Chapter 3. Basic Visualization Techniques

In this chapter, we will cover the following recipes:

  • Looking at your data using the plot() function
  • Using pairs.panel() to look at (visualize) correlations between variables
  • Adding text to a ggplot2 plot at a custom location
  • Changing axes appearance to ggplot2 plot
  • Producing a matrix of graphs with ggplot2
  • Drawing a route on a map with ggmap
  • Making use of the igraph package to draw a network
  • Showing communities in a network with the linkcomm package

Introduction

You now have your data in R (as discussed in Chapter 1, Acquiring Data for Your Project) and you gained a good understanding of its structure (in Chapter 2, Preparing for Analysis – Data Cleansing and Manipulation), but do you have an idea of its, let's say, appearance?

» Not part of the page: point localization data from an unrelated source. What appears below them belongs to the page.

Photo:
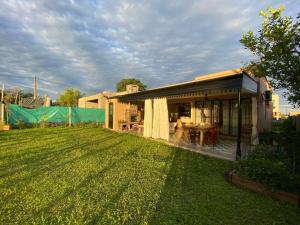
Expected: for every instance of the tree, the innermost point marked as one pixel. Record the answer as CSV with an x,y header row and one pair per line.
x,y
276,47
121,85
69,97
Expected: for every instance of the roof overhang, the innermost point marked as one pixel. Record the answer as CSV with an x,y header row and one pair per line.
x,y
240,81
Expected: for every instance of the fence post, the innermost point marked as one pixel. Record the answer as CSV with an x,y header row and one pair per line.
x,y
70,116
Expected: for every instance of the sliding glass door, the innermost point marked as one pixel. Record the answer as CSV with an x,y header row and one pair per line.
x,y
223,114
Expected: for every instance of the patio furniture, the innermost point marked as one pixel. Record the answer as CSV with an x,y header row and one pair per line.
x,y
201,129
210,136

Do you know how data is related to itself? Do any correlations exist?

If you want to model your phenomenon with accuracy and effectiveness, you have to know the answers to these questions. This is where basic data visualization comes in handy. This includes plotting your variables against one another, looking for correlations, understanding relations (or absence of relations) without losing yourself in hundreds of lines of code.

In this chapter, we will do all of this mainly using base R and ggplot2, which is the data visualization package that lets you produce plots by applying the grammar of graphics and has become a standard of R dataviz.

Besides basic data visualizations recipes, some goodies are also provided in this chapter, such as the recipe that lets you place text at a custom location on your ggplot or the one about axis manipulation with ggplot2.

These recipes are provided here to let you get sufficient control over your plots and make them a sound basis for the next data analysis activities.